A finite-difference scheme for three-dimensional incompressible flows in spherical coordinates

TL;DR

This paper introduces a second-order finite-difference scheme for simulating three-dimensional incompressible flows in spherical coordinates, effectively handling singularities and boundary conditions with improved efficiency and flexibility.

Contribution

It presents a novel numerical method that alleviates singularity issues and time step restrictions in spherical coordinate flow simulations, with broad applicability to various geometries.

Findings

Scheme is second-order accurate in space.

Successfully validated against existing results.

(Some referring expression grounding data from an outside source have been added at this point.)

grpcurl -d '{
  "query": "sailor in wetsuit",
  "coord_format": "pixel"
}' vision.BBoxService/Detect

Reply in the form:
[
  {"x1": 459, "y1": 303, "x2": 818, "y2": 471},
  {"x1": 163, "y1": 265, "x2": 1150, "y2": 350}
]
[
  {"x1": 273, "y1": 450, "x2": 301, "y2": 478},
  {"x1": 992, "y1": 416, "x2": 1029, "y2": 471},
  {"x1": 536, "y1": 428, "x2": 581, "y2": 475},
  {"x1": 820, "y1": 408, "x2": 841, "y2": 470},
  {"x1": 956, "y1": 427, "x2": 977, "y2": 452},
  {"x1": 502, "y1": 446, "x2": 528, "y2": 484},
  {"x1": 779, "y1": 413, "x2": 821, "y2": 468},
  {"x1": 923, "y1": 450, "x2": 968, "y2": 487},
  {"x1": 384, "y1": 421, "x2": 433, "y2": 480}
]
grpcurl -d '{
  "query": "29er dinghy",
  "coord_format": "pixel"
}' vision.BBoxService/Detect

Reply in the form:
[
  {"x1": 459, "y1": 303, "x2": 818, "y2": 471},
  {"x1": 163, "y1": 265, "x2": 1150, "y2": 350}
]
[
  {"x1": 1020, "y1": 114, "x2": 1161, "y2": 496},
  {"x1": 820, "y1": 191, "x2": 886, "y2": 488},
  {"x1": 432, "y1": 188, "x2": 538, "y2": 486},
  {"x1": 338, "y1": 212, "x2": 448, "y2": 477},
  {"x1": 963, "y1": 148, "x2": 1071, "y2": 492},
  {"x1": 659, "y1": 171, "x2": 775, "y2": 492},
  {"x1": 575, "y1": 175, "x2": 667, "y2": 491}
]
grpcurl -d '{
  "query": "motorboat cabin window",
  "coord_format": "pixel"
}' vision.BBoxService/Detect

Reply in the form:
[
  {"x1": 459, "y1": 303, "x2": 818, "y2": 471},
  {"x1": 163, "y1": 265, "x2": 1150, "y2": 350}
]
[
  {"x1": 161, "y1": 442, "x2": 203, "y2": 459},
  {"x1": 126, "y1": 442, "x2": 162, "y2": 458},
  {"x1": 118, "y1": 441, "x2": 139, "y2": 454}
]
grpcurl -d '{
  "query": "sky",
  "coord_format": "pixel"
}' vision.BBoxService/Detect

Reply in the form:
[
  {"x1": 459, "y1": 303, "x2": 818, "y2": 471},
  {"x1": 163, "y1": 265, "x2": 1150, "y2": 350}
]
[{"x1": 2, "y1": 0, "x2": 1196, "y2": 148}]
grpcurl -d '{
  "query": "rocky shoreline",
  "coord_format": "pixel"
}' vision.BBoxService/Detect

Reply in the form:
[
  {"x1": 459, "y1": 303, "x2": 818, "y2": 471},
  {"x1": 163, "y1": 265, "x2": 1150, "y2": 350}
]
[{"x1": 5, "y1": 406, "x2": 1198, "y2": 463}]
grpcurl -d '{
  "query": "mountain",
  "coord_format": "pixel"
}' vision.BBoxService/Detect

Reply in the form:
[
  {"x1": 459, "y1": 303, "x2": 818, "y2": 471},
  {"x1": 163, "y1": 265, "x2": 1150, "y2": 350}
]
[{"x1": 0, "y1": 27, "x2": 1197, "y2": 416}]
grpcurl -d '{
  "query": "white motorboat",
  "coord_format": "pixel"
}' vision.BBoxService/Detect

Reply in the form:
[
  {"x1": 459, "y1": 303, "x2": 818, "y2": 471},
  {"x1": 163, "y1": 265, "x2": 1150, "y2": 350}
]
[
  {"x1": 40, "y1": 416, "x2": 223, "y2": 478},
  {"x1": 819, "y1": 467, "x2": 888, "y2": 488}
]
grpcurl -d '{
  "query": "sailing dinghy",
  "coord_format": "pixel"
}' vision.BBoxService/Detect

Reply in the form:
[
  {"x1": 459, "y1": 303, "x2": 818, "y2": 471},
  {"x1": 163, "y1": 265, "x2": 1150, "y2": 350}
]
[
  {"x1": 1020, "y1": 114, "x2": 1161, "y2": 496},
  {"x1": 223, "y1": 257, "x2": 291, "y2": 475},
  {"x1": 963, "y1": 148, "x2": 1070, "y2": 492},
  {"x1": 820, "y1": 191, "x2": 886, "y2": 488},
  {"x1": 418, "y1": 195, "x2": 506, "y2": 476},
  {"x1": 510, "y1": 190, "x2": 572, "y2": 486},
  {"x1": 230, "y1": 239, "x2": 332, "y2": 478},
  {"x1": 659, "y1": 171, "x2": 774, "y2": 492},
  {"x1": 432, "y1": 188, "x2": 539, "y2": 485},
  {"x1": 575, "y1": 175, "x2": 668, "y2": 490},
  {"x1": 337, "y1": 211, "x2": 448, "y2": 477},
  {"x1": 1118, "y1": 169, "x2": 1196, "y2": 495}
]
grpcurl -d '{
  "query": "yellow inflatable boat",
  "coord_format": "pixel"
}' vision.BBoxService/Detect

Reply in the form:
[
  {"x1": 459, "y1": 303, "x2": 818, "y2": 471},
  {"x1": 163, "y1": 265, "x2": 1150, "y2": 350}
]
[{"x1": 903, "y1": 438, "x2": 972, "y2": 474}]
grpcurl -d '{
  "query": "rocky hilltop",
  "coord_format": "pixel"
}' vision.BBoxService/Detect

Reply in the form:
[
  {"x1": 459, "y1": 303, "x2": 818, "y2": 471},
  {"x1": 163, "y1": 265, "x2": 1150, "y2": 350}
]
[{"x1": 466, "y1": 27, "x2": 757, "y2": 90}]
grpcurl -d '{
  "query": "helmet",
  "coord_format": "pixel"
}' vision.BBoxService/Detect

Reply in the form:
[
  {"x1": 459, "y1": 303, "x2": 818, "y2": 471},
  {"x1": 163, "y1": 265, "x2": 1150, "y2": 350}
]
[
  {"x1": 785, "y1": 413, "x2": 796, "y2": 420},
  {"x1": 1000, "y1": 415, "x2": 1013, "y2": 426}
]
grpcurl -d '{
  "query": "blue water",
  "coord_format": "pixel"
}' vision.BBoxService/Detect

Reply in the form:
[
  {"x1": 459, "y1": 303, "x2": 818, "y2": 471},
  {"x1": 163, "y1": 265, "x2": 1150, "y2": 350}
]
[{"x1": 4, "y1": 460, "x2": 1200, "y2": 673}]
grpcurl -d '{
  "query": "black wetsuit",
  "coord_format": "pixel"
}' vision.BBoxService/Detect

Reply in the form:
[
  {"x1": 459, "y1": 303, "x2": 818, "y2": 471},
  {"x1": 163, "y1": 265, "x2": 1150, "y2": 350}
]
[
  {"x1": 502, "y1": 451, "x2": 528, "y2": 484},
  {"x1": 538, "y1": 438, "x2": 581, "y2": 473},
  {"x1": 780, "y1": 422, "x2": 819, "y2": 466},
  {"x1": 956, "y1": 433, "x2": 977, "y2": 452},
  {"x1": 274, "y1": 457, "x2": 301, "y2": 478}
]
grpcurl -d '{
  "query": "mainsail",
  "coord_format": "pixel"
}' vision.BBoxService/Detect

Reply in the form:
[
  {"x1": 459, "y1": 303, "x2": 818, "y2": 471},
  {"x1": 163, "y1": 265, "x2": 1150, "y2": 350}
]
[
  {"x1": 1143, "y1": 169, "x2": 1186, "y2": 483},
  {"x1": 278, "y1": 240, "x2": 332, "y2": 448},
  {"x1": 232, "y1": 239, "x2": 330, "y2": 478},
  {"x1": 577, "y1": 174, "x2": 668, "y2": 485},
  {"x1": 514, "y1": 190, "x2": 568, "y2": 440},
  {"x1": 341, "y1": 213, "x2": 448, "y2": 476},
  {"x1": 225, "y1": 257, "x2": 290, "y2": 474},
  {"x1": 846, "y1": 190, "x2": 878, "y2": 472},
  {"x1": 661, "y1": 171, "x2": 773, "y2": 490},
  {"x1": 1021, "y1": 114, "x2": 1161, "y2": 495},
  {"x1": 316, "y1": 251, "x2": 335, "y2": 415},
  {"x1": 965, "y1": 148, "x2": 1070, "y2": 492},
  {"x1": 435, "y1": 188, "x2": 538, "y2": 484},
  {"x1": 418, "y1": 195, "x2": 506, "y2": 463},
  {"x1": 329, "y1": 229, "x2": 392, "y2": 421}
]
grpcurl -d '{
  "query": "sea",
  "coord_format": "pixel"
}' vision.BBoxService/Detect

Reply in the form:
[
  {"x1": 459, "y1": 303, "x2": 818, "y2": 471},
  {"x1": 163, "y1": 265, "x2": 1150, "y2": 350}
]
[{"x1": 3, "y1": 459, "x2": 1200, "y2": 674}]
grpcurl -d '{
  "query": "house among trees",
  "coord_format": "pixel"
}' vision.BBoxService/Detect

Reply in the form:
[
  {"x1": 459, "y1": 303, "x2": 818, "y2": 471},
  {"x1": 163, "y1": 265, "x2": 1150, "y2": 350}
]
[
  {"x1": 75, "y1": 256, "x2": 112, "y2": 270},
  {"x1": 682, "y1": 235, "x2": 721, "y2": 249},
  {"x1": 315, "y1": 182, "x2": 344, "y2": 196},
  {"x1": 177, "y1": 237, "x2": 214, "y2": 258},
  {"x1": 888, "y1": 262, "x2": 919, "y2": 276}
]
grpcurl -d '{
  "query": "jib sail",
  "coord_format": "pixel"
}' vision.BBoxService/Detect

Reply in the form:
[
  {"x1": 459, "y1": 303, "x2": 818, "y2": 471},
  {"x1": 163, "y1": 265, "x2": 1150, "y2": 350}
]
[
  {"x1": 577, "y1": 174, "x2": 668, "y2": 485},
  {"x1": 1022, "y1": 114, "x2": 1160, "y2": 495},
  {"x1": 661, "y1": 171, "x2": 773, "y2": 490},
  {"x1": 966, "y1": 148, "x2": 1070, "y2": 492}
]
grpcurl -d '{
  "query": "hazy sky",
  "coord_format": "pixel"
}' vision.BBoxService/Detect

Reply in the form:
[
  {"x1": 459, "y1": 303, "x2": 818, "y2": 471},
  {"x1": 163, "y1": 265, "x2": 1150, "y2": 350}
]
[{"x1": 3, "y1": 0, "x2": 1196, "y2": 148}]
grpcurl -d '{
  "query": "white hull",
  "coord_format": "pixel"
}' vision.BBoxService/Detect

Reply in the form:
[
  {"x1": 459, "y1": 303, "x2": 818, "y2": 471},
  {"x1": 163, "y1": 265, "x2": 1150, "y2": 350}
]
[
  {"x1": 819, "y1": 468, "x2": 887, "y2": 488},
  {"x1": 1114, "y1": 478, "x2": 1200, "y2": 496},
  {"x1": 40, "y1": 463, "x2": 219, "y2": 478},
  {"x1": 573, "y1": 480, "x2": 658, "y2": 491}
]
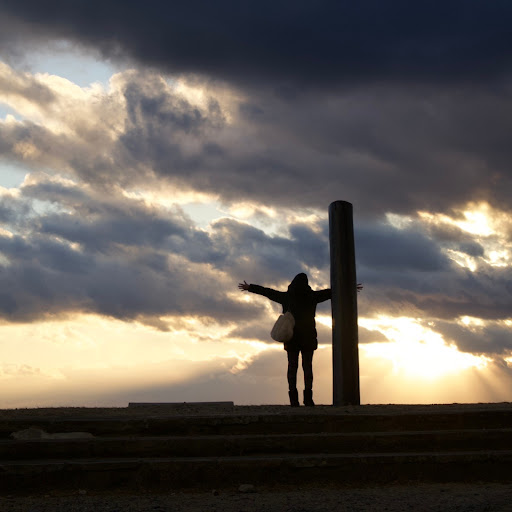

Handles complex boundary conditions and mesh stretching.

Abstract

In this study we have developed a flexible and efficient numerical scheme for the simulation of three-dimensional incompressible flows in spherical coordinates. The main idea, inspired by a similar strategy as (Verzicco, R., Orlandi, P., 1996, A Finite-Difference Scheme for Three-Dimensional Incompressible Flows in Cylindrical Coordinates) for cylindrical coordinates, consists of a change of variables combined with a discretization on a staggered mesh and the special treatment of few discrete terms that remove the singularities of the Navier-Stokes equations at the sphere centre and along the polar axis. This new method alleviates also the time step restrictions introduced by the discretization around the polar axis while the sphere centre still yields strong limitations, although only in very unfavourable flow configurations. The scheme is second-order accurate in space and is verified and validated by computing numerical examples that are compared with similar results produced by other codes or available from the literature. The method can cope with flows evolving in the whole sphere, in a spherical shell and in a sector without any change and, thanks to the flexibility of finite-differences, it can employ generic mesh stretching (in two of the three directions) and complex boundary conditions.